Integrating specialty care into accountable care organizations can significantly contribute to high performance and financial success. However, doing so smoothly and effectively could be challenging for many ACOs.
To clarify the challenges and opportunities for ACOs integrating specialists, Health Affairs consulted with eight healthcare leaders during the summer and fall of 2015. Respondents included one CEO, one president, three vice presidents, two medical directions and one partner from organizations across the country who are currently working in value-based arrangements.
Here are five lessons for integrating specialists into accountable care based on the respondents' experiences, according to Health Affairs' blog.
1. Focus on both indirect and direct improvement. ACOs are directing the majority of their focus on influencing primary care referrals and patient behavior during the beginning phases of specialty care integration. Most respondents indicated they are focused on influencing referral patterns for specialty care by encouraging PCPs to only refer to specialists when it is truly necessary. In these cases, PCPs seek specialists whose practices have demonstrated the consistent ability to keep costs low.
Some ACOs are also focusing on using care management programs to guide patients in their utilization of specialty care for follow-up services. This could be an especially effective strategy for ACOs participating in Medicare, where patients can self-refer to any physician, according to the report.
2. Include PCPs in process redesign. Respondents described various tactics for engaging physicians in process redesign for integrating specialists. One ACO said it sends quarterly reports to its PCPs and holds periodic meetings to address issues and identify gaps. Another said it holds private discussions with PCPs in addition to larger meetings. A third ACO recommended involving representatives from various departments, such as finance, IT and analytics so the leadership can hear insight and feedback from different perspectives, according to the report.
3. Start small. The ACOs interviewed by Health Affairs have started off by targeting healthcare conditions where there is greater likelihood for early success — those where care pathways are already established, accountability is clear and where cost or quality concerns already exist. Conditions characterized by high rates of hospitalization and readmission are most common targets, such as cardiology and orthopedics. Some ACOs are focusing on areas where employers are interested in savings, according to the report.

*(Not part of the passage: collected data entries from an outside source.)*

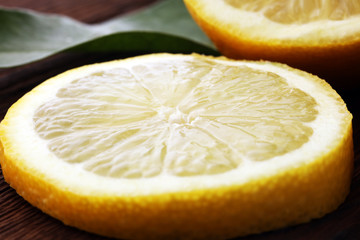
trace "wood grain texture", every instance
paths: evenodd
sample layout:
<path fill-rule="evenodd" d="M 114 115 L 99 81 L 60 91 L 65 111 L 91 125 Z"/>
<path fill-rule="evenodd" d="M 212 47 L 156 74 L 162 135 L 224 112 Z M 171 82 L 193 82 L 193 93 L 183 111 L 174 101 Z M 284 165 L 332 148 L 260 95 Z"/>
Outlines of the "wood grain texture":
<path fill-rule="evenodd" d="M 154 0 L 0 0 L 0 5 L 59 13 L 87 23 L 96 23 L 134 11 L 151 2 Z M 16 100 L 49 77 L 84 64 L 123 57 L 126 55 L 58 54 L 25 66 L 0 70 L 0 119 Z M 351 192 L 344 204 L 333 213 L 307 224 L 238 239 L 360 239 L 360 89 L 338 89 L 338 92 L 354 116 L 355 171 Z M 0 169 L 0 239 L 107 238 L 65 226 L 32 207 L 4 181 Z"/>
<path fill-rule="evenodd" d="M 0 0 L 0 6 L 62 14 L 85 23 L 98 23 L 152 2 L 155 0 Z"/>

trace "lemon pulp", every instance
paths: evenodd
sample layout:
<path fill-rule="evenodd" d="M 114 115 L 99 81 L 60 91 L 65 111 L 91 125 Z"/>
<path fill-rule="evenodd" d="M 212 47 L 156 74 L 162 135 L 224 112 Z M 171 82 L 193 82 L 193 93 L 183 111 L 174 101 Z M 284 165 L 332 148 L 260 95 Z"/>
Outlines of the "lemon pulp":
<path fill-rule="evenodd" d="M 268 19 L 282 24 L 305 24 L 319 20 L 341 21 L 360 14 L 357 0 L 225 0 L 237 9 L 260 12 Z"/>
<path fill-rule="evenodd" d="M 139 178 L 223 173 L 286 154 L 308 141 L 316 116 L 314 98 L 277 74 L 187 60 L 75 79 L 34 122 L 59 159 Z"/>

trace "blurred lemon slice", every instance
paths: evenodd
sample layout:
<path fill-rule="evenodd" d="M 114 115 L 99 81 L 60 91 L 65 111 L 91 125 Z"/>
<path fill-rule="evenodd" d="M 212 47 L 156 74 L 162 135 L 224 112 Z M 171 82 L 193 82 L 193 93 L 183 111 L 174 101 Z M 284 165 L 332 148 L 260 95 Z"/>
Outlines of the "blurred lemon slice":
<path fill-rule="evenodd" d="M 336 87 L 359 86 L 357 0 L 184 0 L 219 51 L 283 62 Z"/>

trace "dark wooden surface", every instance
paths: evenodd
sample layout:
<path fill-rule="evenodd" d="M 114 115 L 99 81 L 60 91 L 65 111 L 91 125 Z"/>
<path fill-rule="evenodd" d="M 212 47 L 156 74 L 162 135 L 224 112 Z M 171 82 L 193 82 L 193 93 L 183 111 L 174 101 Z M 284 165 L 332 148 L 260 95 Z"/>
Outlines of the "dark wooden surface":
<path fill-rule="evenodd" d="M 151 2 L 154 0 L 0 0 L 0 6 L 59 13 L 86 23 L 97 23 L 120 14 L 136 11 Z M 80 65 L 122 57 L 126 56 L 116 53 L 107 55 L 60 54 L 25 66 L 0 69 L 0 120 L 11 104 L 47 78 Z M 338 210 L 321 219 L 239 239 L 360 239 L 360 89 L 337 89 L 337 91 L 354 116 L 355 171 L 348 198 Z M 141 230 L 139 229 L 139 231 Z M 65 226 L 60 221 L 32 207 L 4 181 L 0 169 L 0 239 L 92 240 L 106 238 Z"/>

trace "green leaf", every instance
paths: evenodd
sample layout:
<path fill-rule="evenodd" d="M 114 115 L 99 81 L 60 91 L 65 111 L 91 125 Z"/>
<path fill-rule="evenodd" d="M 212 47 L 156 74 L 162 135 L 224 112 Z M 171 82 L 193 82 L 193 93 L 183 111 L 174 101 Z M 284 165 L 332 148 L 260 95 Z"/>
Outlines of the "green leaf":
<path fill-rule="evenodd" d="M 0 9 L 0 68 L 64 51 L 218 55 L 179 0 L 162 1 L 96 25 L 59 15 Z"/>

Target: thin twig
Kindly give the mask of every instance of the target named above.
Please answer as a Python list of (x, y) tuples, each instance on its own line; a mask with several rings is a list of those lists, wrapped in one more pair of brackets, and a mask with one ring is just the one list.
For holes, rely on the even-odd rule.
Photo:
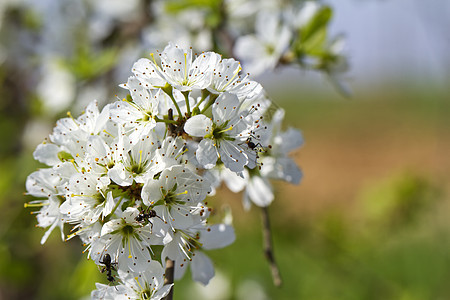
[[(172, 284), (173, 283), (173, 275), (175, 271), (175, 262), (173, 260), (167, 259), (166, 260), (166, 276), (164, 278), (164, 284)], [(173, 299), (173, 289), (174, 287), (170, 289), (169, 294), (167, 294), (166, 297), (163, 298), (163, 300), (172, 300)]]
[(270, 230), (269, 209), (267, 207), (261, 208), (261, 216), (263, 225), (262, 229), (263, 229), (264, 255), (266, 256), (266, 259), (269, 262), (270, 271), (272, 272), (273, 284), (276, 287), (280, 287), (283, 282), (281, 280), (280, 269), (278, 268), (278, 265), (275, 261), (275, 256), (273, 254), (272, 232)]

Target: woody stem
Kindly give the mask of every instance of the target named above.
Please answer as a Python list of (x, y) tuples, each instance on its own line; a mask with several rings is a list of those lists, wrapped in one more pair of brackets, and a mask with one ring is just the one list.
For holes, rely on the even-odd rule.
[[(173, 277), (174, 277), (174, 271), (175, 271), (175, 262), (171, 259), (166, 260), (166, 276), (164, 278), (164, 284), (172, 284), (173, 283)], [(172, 300), (173, 299), (173, 286), (170, 289), (169, 294), (167, 294), (166, 297), (163, 298), (163, 300)]]
[(263, 247), (264, 247), (264, 255), (269, 263), (270, 271), (272, 272), (272, 280), (273, 284), (276, 287), (280, 287), (282, 284), (280, 270), (275, 261), (275, 256), (273, 254), (273, 245), (272, 245), (272, 232), (270, 229), (270, 221), (269, 221), (269, 209), (267, 207), (261, 207), (261, 216), (262, 216), (262, 230), (263, 230)]

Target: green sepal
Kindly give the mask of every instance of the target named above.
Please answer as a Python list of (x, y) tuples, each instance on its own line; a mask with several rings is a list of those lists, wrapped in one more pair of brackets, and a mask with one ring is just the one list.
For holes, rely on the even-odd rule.
[(71, 161), (72, 159), (74, 159), (72, 154), (70, 154), (69, 152), (66, 152), (66, 151), (58, 152), (58, 158), (62, 162)]
[(198, 108), (197, 106), (194, 107), (194, 109), (192, 110), (192, 115), (199, 115), (200, 114), (200, 108)]
[(166, 93), (169, 97), (173, 97), (173, 88), (169, 83), (166, 83), (165, 86), (162, 86), (161, 89), (164, 93)]

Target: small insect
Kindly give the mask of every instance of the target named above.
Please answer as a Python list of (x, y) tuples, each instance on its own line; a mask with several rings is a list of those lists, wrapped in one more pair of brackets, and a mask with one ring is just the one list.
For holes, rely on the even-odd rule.
[(247, 144), (247, 146), (250, 148), (250, 149), (252, 149), (252, 150), (255, 150), (255, 148), (258, 146), (258, 145), (260, 145), (261, 146), (261, 143), (253, 143), (252, 142), (252, 140), (251, 140), (251, 138), (248, 138), (246, 141), (245, 141), (245, 143)]
[(247, 144), (247, 146), (248, 146), (251, 150), (256, 150), (256, 151), (258, 151), (258, 152), (267, 151), (267, 149), (265, 149), (265, 148), (269, 148), (269, 149), (272, 148), (271, 145), (269, 145), (268, 147), (264, 147), (263, 145), (261, 145), (260, 142), (254, 143), (254, 142), (252, 141), (252, 137), (251, 137), (251, 136), (249, 136), (249, 137), (244, 141), (244, 143)]
[(117, 265), (116, 262), (112, 262), (111, 255), (106, 253), (103, 255), (103, 258), (100, 260), (100, 263), (104, 265), (104, 267), (100, 270), (102, 273), (106, 272), (106, 279), (111, 283), (115, 279), (112, 276), (112, 271), (116, 271), (115, 265)]
[[(115, 267), (117, 265), (117, 262), (113, 262), (111, 259), (111, 255), (109, 255), (108, 253), (105, 253), (105, 255), (103, 255), (103, 258), (99, 262), (104, 265), (101, 268), (100, 272), (102, 272), (102, 273), (106, 272), (106, 279), (109, 281), (109, 283), (108, 283), (108, 286), (109, 286), (114, 281), (116, 281), (116, 279), (112, 275), (112, 271), (117, 271), (117, 269)], [(117, 291), (117, 287), (114, 286), (114, 288)], [(107, 292), (107, 289), (105, 289), (103, 296), (100, 299), (105, 299), (106, 292)]]
[(134, 219), (136, 220), (136, 222), (139, 222), (139, 223), (145, 223), (145, 222), (150, 223), (151, 229), (153, 230), (153, 222), (151, 222), (150, 219), (152, 219), (154, 217), (157, 217), (161, 221), (164, 222), (164, 220), (160, 216), (158, 216), (156, 214), (156, 211), (153, 209), (150, 209), (150, 210), (147, 209), (147, 211), (141, 211), (141, 213), (139, 215), (137, 215), (136, 218), (134, 218)]

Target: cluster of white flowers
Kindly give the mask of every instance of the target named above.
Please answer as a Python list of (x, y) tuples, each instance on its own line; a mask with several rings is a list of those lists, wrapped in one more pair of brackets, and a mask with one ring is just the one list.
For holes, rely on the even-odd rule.
[[(213, 11), (208, 5), (214, 6), (181, 10), (156, 2), (159, 17), (144, 31), (144, 41), (149, 47), (170, 40), (196, 49), (220, 48), (237, 57), (252, 76), (280, 65), (320, 70), (350, 93), (342, 78), (348, 71), (345, 38), (329, 38), (332, 11), (323, 1), (226, 0)], [(208, 25), (212, 13), (222, 18), (220, 26)]]
[[(48, 165), (32, 173), (28, 193), (39, 198), (38, 226), (78, 236), (110, 283), (93, 299), (161, 299), (166, 259), (175, 278), (191, 266), (194, 280), (214, 276), (203, 250), (235, 239), (231, 224), (209, 224), (205, 198), (221, 182), (245, 190), (244, 204), (269, 205), (269, 179), (298, 183), (288, 157), (302, 137), (281, 130), (284, 112), (234, 59), (194, 55), (169, 45), (142, 58), (121, 85), (123, 100), (57, 122), (34, 152)], [(71, 227), (64, 237), (63, 226)], [(117, 275), (116, 275), (117, 273)]]
[(321, 1), (287, 1), (284, 6), (278, 2), (265, 1), (266, 7), (255, 13), (254, 32), (236, 39), (235, 56), (253, 75), (282, 64), (321, 70), (341, 92), (350, 94), (343, 78), (349, 68), (344, 36), (330, 39), (326, 30), (330, 7)]

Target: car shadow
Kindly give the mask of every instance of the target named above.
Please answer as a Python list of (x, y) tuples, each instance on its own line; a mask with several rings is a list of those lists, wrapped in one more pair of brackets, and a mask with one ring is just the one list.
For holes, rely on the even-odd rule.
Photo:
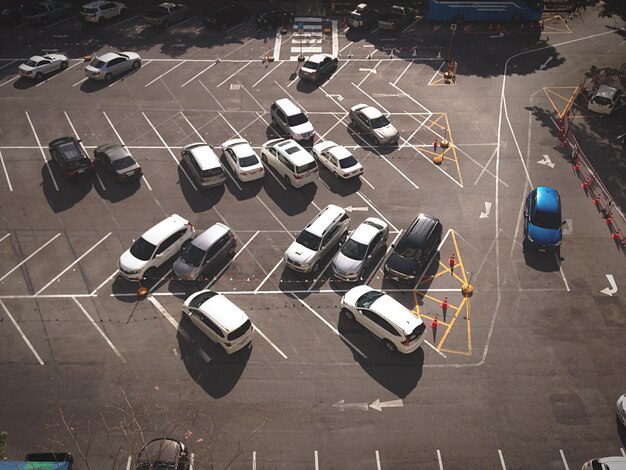
[(348, 135), (352, 137), (352, 140), (356, 145), (361, 147), (363, 150), (369, 150), (370, 152), (374, 153), (374, 155), (376, 155), (376, 152), (381, 155), (388, 155), (398, 149), (397, 143), (391, 145), (377, 145), (376, 143), (372, 142), (372, 139), (370, 137), (359, 133), (354, 128), (352, 123), (348, 124), (346, 126), (346, 129), (348, 130)]
[[(85, 64), (85, 65), (88, 65), (88, 64)], [(131, 75), (134, 75), (139, 70), (141, 70), (141, 67), (135, 70), (128, 70), (127, 72), (114, 76), (109, 81), (87, 79), (83, 83), (80, 84), (80, 91), (83, 91), (85, 93), (94, 93), (96, 91), (100, 91), (114, 84), (115, 82), (123, 82), (125, 78)]]
[(354, 351), (361, 368), (376, 382), (399, 398), (407, 397), (422, 378), (424, 351), (418, 348), (411, 354), (390, 353), (385, 346), (358, 322), (338, 313), (338, 330), (342, 339), (350, 341), (366, 357)]
[(224, 353), (185, 316), (176, 338), (187, 373), (213, 398), (222, 398), (235, 388), (252, 353), (251, 346), (231, 355)]
[(226, 163), (226, 159), (224, 157), (221, 158), (222, 167), (224, 167), (224, 172), (226, 172), (226, 187), (228, 191), (235, 196), (235, 199), (238, 201), (245, 201), (246, 199), (252, 199), (254, 196), (259, 194), (259, 191), (263, 187), (263, 179), (260, 178), (258, 180), (253, 181), (240, 181), (237, 176), (233, 173), (230, 166)]
[(94, 181), (94, 186), (97, 193), (102, 199), (106, 199), (110, 202), (119, 202), (127, 197), (135, 194), (141, 187), (141, 178), (137, 178), (133, 181), (120, 183), (115, 180), (115, 177), (104, 168), (96, 164), (96, 172), (100, 181)]
[(13, 82), (13, 88), (16, 90), (29, 90), (36, 87), (45, 80), (37, 80), (36, 78), (20, 77)]
[[(439, 252), (435, 253), (435, 256), (433, 256), (432, 261), (426, 267), (426, 270), (424, 270), (422, 277), (419, 279), (419, 283), (417, 285), (412, 284), (412, 283), (403, 283), (403, 282), (395, 281), (385, 276), (383, 278), (382, 288), (383, 289), (428, 291), (430, 285), (435, 280), (437, 271), (439, 271), (440, 260), (441, 260), (441, 253)], [(418, 296), (418, 298), (421, 300), (420, 296)]]
[(74, 207), (93, 186), (93, 175), (87, 173), (67, 180), (51, 161), (41, 167), (41, 178), (44, 196), (55, 213)]
[[(204, 212), (215, 206), (224, 195), (224, 184), (213, 188), (196, 189), (188, 178), (189, 171), (178, 164), (178, 183), (189, 208), (195, 213)], [(195, 184), (195, 183), (194, 183)]]
[(617, 435), (619, 436), (619, 440), (622, 442), (622, 445), (626, 447), (626, 426), (624, 426), (619, 420), (617, 413), (615, 414), (615, 423), (617, 425)]
[(145, 299), (145, 297), (141, 297), (137, 294), (137, 290), (141, 286), (143, 286), (143, 284), (140, 285), (138, 282), (128, 281), (118, 273), (111, 283), (111, 293), (116, 300), (134, 304), (139, 300)]
[(526, 266), (546, 273), (558, 271), (561, 267), (560, 261), (565, 260), (565, 258), (561, 258), (560, 250), (554, 253), (540, 253), (532, 248), (526, 248), (523, 252)]
[[(272, 174), (268, 174), (268, 173)], [(309, 183), (301, 188), (293, 188), (284, 181), (279, 183), (280, 175), (269, 165), (265, 165), (263, 188), (265, 193), (276, 203), (286, 215), (296, 215), (306, 211), (317, 193), (317, 185)], [(287, 189), (285, 190), (283, 186)]]
[(320, 179), (324, 181), (326, 186), (328, 186), (328, 189), (330, 189), (334, 194), (339, 196), (349, 196), (350, 194), (354, 194), (359, 191), (363, 185), (361, 178), (358, 176), (350, 179), (343, 179), (333, 176), (333, 173), (323, 165), (319, 165), (319, 167)]

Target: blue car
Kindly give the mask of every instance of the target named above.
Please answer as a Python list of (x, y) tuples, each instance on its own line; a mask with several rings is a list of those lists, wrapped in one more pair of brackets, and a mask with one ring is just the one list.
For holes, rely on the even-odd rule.
[(539, 251), (555, 250), (563, 237), (561, 198), (554, 188), (538, 186), (526, 198), (524, 209), (524, 247)]

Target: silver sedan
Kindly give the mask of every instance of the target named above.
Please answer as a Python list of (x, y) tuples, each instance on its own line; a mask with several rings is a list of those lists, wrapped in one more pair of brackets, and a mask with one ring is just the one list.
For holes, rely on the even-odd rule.
[(67, 57), (63, 54), (34, 55), (19, 66), (19, 72), (24, 78), (41, 80), (48, 73), (66, 68)]
[(93, 80), (110, 81), (115, 75), (141, 67), (141, 57), (135, 52), (107, 52), (94, 58), (87, 67), (85, 75)]

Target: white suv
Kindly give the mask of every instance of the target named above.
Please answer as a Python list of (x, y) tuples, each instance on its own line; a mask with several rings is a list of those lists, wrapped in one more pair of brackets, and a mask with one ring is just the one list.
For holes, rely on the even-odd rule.
[(304, 273), (317, 271), (324, 255), (347, 238), (349, 224), (345, 209), (327, 205), (285, 251), (287, 266)]
[(289, 98), (274, 101), (270, 107), (270, 116), (272, 124), (294, 140), (309, 140), (315, 135), (309, 118)]
[(159, 266), (196, 236), (191, 223), (172, 214), (144, 233), (120, 256), (120, 274), (129, 281), (155, 279)]
[(97, 0), (83, 5), (80, 15), (89, 23), (103, 23), (106, 20), (126, 13), (126, 5), (121, 2)]
[(261, 146), (261, 160), (296, 188), (312, 183), (319, 175), (315, 158), (295, 140), (268, 140)]

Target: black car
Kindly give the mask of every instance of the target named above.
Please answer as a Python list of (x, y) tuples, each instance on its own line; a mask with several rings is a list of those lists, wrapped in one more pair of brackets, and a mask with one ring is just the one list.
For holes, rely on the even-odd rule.
[(66, 178), (91, 172), (94, 168), (93, 162), (83, 152), (79, 143), (80, 140), (74, 137), (61, 137), (48, 144), (52, 159), (63, 170)]
[(261, 10), (256, 14), (256, 26), (257, 28), (277, 28), (279, 26), (287, 26), (293, 23), (294, 14), (291, 10), (285, 10), (282, 8), (268, 8), (267, 10)]
[(133, 156), (119, 144), (104, 144), (93, 152), (96, 162), (111, 172), (117, 181), (141, 178), (143, 171)]
[(420, 214), (404, 232), (385, 263), (385, 276), (415, 283), (441, 243), (443, 227), (436, 217)]
[(250, 12), (240, 5), (231, 3), (204, 13), (204, 24), (219, 29), (230, 28), (251, 18)]
[(303, 80), (319, 83), (337, 70), (337, 62), (337, 57), (330, 54), (313, 54), (302, 64), (298, 76)]
[(152, 439), (139, 452), (136, 470), (187, 470), (189, 451), (180, 441), (169, 437)]
[[(3, 2), (4, 3), (4, 2)], [(19, 3), (7, 2), (0, 7), (0, 25), (19, 24), (22, 21), (22, 13)]]

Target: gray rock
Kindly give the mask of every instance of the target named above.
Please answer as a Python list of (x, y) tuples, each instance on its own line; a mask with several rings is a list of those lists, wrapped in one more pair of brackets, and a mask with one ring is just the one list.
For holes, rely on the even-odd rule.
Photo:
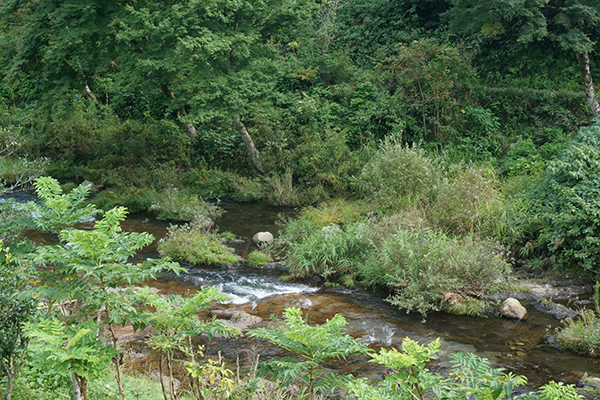
[(598, 392), (600, 391), (600, 378), (595, 376), (584, 376), (579, 380), (579, 386), (584, 389), (591, 389)]
[(565, 307), (562, 304), (556, 304), (552, 301), (537, 301), (533, 303), (533, 307), (544, 314), (554, 316), (556, 319), (575, 318), (578, 314), (577, 311), (572, 308)]
[(240, 332), (262, 321), (262, 318), (248, 314), (245, 311), (212, 310), (210, 313), (217, 318), (225, 319), (222, 322), (224, 327), (236, 329)]
[(595, 376), (584, 376), (579, 380), (577, 392), (584, 399), (600, 399), (600, 378)]
[(257, 246), (267, 245), (270, 246), (273, 244), (273, 234), (271, 232), (258, 232), (254, 236), (252, 236), (252, 241)]
[(523, 319), (527, 318), (527, 309), (519, 303), (519, 300), (509, 297), (502, 302), (500, 314), (506, 318)]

Using a pilot approach allows teams to identify organizational nuances and work out any unexpected issues before implementing an approach across the whole system. As physicians begin to see positive outcomes, such efforts will build momentum and will be easier to expand to other areas and conditions.
4. Leverage data. Respondents told Health Affairs they are first collecting data on the total rates and levels of service use for a few conditions, and identifying outliers, inconsistencies and gaps. Sharing this information with physicians has motivated them to determine the sources of differences.
5. Approach the next phase with caution. ACOs are slowly and carefully moving toward linking specialty care performance to risk, payment and incentives, according to the report. However, before tying payments to outcomes, ACOs must engage specialists in the care delivery improvement process, as well as population health.